The New York Times recently had an article on the pending demise of free checking (Free Checking Could Go the Way of Free Toasters, Jan 23). As the article notes, free-fee checking accounts had become the norm in recent years but that is likely to change this year:
The biggest impact on checking accounts, however, is likely to come from new regulations governing overdraft protection. Starting in July, banks will need explicit permission from customers before allowing them to use their debit cards to spend more than they have in their bank accounts on a one-time purchase. Similar restrictions will apply to A.T.M. withdrawals.
Banks earn billions in overdraft fees, money that helps pay for free checking. A chunk of that revenue will disappear when some consumers elect not to sign up for the opportunity to spend more than they have. This week, Bank of America said that $160 million in overdraft fee revenue had already disappeared, because of changes it made in its policies ahead of the new federal rules.
How do you get to a nine figure sum of overdraft fees? Consider this:
G. Michael Flores of the financial services consulting firm Bretton Woods estimates that the average customer paid 12 overdraft or other insufficient-fund charges in 2009, often at $25 or $30 per transgression.
That is, free checking accounts owe their existence to bookkeeping challenged chumps.
I am teaching service ops this term and this article got me thinking about one of my favorite readings for the course, Frances Frei’s article “The Four Things a Service Business Must Get Right” (HBR, Apr 2008). One of those four things is the funding mechanism. That sounds curious. Why isn’t this just a pricing problem? The issue is that with many services the “price” can be a little clouded and what the customer gets for what she pays is also ambiguous. To see the point (which is also articulated by Frei in some of her articles), think about your car. Whoever made it can’t control what you do with it, which is fine since what you do doesn’t generally cost them anything. Now think about your bank. The bank may get paid for providing your checking account through a monthly fee or by paying you an insulting low interest rate. Like the car company they cannot completely control what you do. But now that costs them something. If you come in every day to deposit $134 in loose coins, you are probably getting more than you paid for.
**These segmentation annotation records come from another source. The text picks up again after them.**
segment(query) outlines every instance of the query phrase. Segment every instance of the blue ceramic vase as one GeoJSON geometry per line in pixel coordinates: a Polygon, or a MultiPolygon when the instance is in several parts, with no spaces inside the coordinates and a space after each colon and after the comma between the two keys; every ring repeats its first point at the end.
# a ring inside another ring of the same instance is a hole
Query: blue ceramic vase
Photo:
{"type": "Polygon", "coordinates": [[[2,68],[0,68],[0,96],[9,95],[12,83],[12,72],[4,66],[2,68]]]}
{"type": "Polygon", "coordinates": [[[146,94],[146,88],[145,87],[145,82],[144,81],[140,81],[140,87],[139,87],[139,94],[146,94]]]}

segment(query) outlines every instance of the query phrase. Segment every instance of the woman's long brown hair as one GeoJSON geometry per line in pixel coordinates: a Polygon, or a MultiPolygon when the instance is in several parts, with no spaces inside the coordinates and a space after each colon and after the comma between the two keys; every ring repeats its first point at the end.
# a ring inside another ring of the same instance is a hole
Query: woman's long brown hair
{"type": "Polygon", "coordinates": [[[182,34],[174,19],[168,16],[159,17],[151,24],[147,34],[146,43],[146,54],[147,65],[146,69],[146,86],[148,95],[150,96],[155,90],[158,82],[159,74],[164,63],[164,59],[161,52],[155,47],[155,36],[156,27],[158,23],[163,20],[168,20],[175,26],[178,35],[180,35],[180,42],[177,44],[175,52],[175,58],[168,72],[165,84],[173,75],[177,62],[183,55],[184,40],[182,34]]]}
So is it bad that free checking is going away? On the whole, I think not. I’d prefer that my account not be subsidized by taking advantage of the clueless. That said, it also seems reasonable that the bank imposes fees to discipline the careless. The question I have is what does it cost to offer a checking account? I realize that prices are not necessarily tied to the cost of production. However, an FDIC insured checking account is basically a commodity so it should trade pretty close to cost. If we go back to a world of fees and minimum deposits (although the NYT article discusses why that may not happen), how much should I expect to pay for a checking account? I don’t think it should be that much. The economics of banking seem to have changed significantly over the last ten years or so. There is essentially no regular bill I pay by check. If I can’t bill it directly to a credit card, I pay over the web. That has got to be a lot cheaper than processing checks. Maybe I don’t deserve a free checking account but I think I should get one for next to nothing.